The Hong Kong Alliance of Golfers, comprising players, coaches and industry workers, noted that tournament games were not played on the 32-hectare site that the government intended to take back from the Fanling course. The area was usually used for parking and storing equipment for past matches, alliance spokesman Kenneth Lau Ka-lok said.
Lau said the alliance was willing to discuss possible alternatives to those arrangements with officials but added that he was not optimistic.
“I can’t see there is a space to park 2,000 cars,” he said on a radio show. “Organising the European Tour at a site has certain requirements, and space for parking is one of them.”
Why was part of Hong Kong’s Fanling golf course sacrificed for blocks of flats?
The PGA European Tour had expressed regret regarding the housing plan in a letter earlier, he said.
Lau was worried the organiser would eventually stop holding matches in Hong Kong because it had strict requirements regarding the set-up of public galleries, the media centre and parking space.
“But of course, there is still time, there are a few years ahead. We can talk and solve it.”
On Wednesday, the government announced it would be taking back part of the 172-hectare Fanling course, run by the Hong Kong Golf Club, to build at least 4,600 flats from 2024. More than half of them would be for public housing.
Lau said that international tournament organisers had the final say on whether to hold matches at the course, and the right to decide did not lie in the government’s hands.

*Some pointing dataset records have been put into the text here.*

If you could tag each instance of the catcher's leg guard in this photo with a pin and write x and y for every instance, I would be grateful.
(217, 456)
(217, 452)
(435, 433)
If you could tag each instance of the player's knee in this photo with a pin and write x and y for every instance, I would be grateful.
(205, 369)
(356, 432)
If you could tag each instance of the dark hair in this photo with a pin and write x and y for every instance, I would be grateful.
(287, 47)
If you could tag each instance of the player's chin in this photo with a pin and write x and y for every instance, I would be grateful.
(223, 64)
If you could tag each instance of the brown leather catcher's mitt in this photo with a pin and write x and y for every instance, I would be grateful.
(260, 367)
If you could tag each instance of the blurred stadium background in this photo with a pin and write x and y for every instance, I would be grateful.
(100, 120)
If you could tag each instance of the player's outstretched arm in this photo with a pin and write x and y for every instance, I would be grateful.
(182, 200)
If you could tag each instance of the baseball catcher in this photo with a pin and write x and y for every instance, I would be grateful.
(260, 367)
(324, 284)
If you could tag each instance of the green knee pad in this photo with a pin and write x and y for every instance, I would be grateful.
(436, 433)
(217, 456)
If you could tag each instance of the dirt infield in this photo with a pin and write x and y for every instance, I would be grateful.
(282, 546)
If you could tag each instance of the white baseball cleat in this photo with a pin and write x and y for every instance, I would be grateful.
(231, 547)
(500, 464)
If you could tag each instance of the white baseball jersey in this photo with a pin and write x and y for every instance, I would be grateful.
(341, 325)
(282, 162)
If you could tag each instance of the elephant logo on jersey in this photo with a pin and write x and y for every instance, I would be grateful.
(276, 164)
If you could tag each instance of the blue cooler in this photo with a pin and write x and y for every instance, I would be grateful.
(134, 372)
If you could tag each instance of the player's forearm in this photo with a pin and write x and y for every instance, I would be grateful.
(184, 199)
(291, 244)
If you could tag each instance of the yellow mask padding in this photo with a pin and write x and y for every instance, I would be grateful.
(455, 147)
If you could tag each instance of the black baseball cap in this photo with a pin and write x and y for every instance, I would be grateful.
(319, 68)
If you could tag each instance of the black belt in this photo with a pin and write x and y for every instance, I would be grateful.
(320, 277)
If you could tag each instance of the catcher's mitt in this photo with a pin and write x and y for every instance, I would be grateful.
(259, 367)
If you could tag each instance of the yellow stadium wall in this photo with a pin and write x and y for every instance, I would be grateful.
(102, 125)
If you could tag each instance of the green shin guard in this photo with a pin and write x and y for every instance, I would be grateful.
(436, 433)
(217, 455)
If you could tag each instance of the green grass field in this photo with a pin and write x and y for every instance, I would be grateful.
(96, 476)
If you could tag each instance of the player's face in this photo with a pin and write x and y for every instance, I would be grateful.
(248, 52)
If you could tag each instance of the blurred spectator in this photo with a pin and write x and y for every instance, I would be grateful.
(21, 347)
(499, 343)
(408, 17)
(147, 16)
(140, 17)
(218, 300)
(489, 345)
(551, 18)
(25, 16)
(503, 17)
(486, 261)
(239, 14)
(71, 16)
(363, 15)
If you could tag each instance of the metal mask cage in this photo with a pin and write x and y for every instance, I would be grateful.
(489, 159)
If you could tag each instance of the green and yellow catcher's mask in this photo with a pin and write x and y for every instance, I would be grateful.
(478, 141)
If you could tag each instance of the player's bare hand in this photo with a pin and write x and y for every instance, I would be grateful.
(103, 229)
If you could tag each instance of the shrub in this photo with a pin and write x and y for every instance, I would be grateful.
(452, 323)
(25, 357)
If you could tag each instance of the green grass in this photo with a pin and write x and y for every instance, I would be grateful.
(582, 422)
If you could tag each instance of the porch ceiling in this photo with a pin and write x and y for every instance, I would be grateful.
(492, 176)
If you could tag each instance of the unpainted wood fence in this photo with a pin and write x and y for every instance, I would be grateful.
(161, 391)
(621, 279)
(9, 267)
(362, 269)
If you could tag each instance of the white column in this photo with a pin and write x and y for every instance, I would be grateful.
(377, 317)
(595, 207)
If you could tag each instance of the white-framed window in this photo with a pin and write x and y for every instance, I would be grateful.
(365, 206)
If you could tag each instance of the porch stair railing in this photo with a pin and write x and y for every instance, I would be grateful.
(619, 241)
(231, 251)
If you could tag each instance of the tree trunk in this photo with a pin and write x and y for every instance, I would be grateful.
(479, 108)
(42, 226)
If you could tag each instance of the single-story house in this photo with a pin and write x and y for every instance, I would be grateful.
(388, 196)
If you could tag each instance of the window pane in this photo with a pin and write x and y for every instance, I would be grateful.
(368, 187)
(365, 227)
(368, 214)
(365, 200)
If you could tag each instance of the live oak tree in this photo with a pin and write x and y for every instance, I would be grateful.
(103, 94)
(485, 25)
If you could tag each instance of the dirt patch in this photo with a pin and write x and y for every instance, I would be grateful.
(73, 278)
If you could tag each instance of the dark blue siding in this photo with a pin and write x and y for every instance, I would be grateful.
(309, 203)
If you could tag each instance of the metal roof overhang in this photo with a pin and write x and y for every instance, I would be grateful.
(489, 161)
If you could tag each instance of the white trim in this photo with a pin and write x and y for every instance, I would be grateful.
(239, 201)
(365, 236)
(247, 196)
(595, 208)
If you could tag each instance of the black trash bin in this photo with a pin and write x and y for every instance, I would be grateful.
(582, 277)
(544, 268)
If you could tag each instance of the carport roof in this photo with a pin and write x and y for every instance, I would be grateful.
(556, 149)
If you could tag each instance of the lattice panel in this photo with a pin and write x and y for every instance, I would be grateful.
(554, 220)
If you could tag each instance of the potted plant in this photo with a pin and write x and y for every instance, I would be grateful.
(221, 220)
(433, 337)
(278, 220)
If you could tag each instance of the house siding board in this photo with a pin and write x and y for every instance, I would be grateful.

The move was among the eight recommendations made by a task force on boosting land supply to plug a shortfall of 1,200 hectares needed for economic and housing developing, according to a government estimate, over the next three decades.
At the same radio programme, Secretary for Development Michael Wong Wai-lun said he understood Lau’s point, and he also felt it would be a pity if organisers decided to stop holding competitions in Hong Kong.
“There’s no painless decision,” he said.
The minister said the Home Affairs Bureau was arranging meetings with stakeholders to look into whether the remaining 140-hectare site could be used in a more efficient way to maintain the venue’s attractiveness to organisers. The government would also study the possibility of providing supporting facilities to achieve that goal.
The shortlist of eight options tabled by the land task force could produce a total of about 3,250 hectares – 2.7 times what it described as the government’s “grossly conservative” predicted shortfall.